Running Dask on the cluster with MLRun#
Note
Dask is supported at the Tech Preview level only.
The Dask framework enables you to parallelize your Python code and run it as a distributed process on an Iguazio cluster and dramatically accelerate the performance.
In this notebook you’ll learn how to create a Dask cluster and then an MLRun function running as a Dask client.
It also demonstrates how to run parallelize custom algorithm using Dask Delayed option.
For more information on Dask over Kubernetes: https://kubernetes.dask.org/en/latest/.
Set up the environment#
# set mlrun api path and artifact path for logging
import mlrun
project = mlrun.get_or_create_project("dask-demo", "./")

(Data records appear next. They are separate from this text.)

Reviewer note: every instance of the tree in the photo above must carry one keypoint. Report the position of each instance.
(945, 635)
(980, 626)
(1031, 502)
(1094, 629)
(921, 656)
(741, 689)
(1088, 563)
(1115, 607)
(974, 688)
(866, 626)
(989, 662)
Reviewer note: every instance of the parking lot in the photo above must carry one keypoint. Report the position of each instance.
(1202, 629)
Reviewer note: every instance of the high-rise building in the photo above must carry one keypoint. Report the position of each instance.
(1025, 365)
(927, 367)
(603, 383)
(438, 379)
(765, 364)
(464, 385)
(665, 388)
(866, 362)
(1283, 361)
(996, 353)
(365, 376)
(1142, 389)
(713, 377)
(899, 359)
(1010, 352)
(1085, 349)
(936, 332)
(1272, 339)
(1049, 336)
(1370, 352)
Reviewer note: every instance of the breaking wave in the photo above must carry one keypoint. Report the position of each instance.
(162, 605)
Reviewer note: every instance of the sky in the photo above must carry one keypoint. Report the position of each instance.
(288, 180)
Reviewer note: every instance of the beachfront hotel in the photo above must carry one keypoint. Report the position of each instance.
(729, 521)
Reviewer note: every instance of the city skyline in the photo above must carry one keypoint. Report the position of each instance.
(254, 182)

> 2023-02-19 07:48:52,191 [info] Created and saved project dask-demo: {'from_template': None, 'overwrite': False, 'context': './', 'save': True}
> 2023-02-19 07:48:52,194 [info] created project dask-demo and saved in MLRun DB
Create and start Dask cluster#
Dask functions can be local (local workers), or remote (use containers in the cluster). In the case of remote you
can specify the number of replicas (optional) or leave blank for auto-scale.
Use the new_function()
to define the Dask cluster and set the desired configuration of that clustered function.
If the Dask workers need to access the shared file system, apply a shared volume mount (e.g. via v3io mount).
The Dask function spec has several unique attributes (in addition to the standard job attributes):
.remote — bool, use local or clustered dask
.replicas — number of desired replicas, keep 0 for auto-scale
.min_replicas, .max_replicas — set replicas range for auto-scale
.scheduler_timeout — cluster is killed after timeout (inactivity), default is ‘60 minutes’
.nthreads — number of worker threads
If you want to access the Dask dashboard or scheduler from remote you need to use NodePort service type (set .service_type
to ‘NodePort’), and the external IP need to be specified in the MLRun configuration (mlconf.remote_host). This is set automatically if you are running on an Iguazio cluster.
Specify the kind (dask) and the container image:
# create an mlrun function that will init the dask cluster
dask_cluster_name = "dask-cluster"
dask_cluster = mlrun.new_function(dask_cluster_name, kind="dask", image="mlrun/mlrun")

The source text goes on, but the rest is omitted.